A political Budget in Gordon Brown’s mould
GEORGE Osborne added the two most eye catching measures to his Budget at the very last minute. We know this because the Office for Budget Responsibility said it learned of the 2p cut in corporation tax and the 1p cut in fuel duty too late to consider their effects on its economic forecasts.
Always the master tactician, Osborne included the cut in fuel duty to close down the Labour party’s most potent line of attack.?The corporation tax cut was held up while he found a remedy to deflect the dubious but populist claim that he is handing tax cuts to the banks.
Since becoming shadow chancellor, Ed Balls has used rising petrol prices to great effect. He forced a vote on cutting VAT on petrol and has used every press appearance to complain about the price of fuel, all too aware that prices at the pump are the most obvious example of soaring inflation.
But Osborne’s decision to cut fuel duty by 1p, which took effect at 6pm last night, offered some immediate respite to hard-pressed families. He also cancelled the Labour government’s fuel duty escalator by raiding the profits of North Sea oil companies.
The upshot is that a litre of petrol now costs 6p less than it would have done. Allies of Osborne were yesterday pointing out that this will save owners of a Ford Focus over £3 every time they fill up the car (coincidentally or not, the Balls family happens to own a Focus). Much of the benefit will be wiped out by the introduction of a price floor for carbon, a complex but all too real tax hike that will add £17 a year to the average consumer’s energy bill by 2015-16, according to Treasury estimates.
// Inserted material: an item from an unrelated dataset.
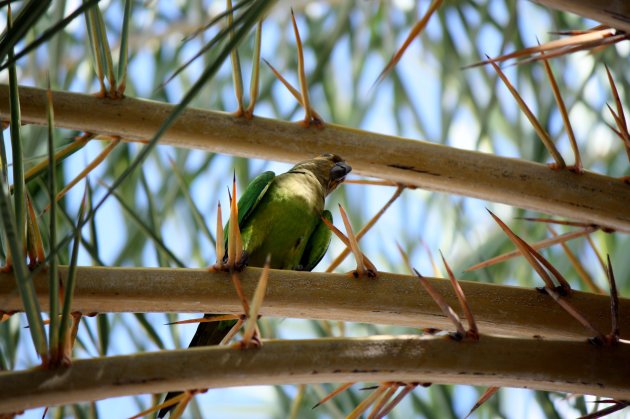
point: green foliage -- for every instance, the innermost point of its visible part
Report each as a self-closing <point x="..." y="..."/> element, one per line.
<point x="146" y="217"/>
Elsewhere, there were lots of “micro” measures – headline grabbing gimmicks that have been
poorly thought through. A cut to red tape for businesses with less than 10 employees? A sure fire way to stop firms hiring that eleventh worker.
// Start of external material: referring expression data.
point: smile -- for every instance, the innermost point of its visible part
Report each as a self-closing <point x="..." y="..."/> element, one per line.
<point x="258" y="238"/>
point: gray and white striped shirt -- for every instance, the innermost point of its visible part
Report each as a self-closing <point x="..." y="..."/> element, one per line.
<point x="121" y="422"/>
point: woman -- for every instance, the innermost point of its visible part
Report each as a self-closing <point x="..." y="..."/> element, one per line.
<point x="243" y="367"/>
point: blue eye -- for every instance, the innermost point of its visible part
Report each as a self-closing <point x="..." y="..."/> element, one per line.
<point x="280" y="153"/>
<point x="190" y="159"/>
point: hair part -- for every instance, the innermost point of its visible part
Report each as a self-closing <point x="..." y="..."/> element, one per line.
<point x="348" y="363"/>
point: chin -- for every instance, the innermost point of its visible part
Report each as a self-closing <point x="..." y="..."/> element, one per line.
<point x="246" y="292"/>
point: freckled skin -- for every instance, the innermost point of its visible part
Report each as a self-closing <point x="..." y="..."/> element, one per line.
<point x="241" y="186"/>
Osborne also knew that the Labour party would try to portray any reduction in the headline rate of corporation tax as a tax cut for banks.
That’s why he jacked up the bank levy without notice – for the second time in as many months. Another line of attack was swiftly closed down.
This kind of politicking is reminiscent of Gordon Brown, especially while he was chancellor. Who can forget the 2p cut in the main rate of income tax, designed to put the Tories on the back foot but paid for by scrapping the 10p rate for the lowest paid.
Brown, a Scottish Labour chancellor, wrong-footed the Tories by raiding the poor. Osborne, a blue-blooded Conservative, wrong-footed Labour by raiding the banks. How times have changed.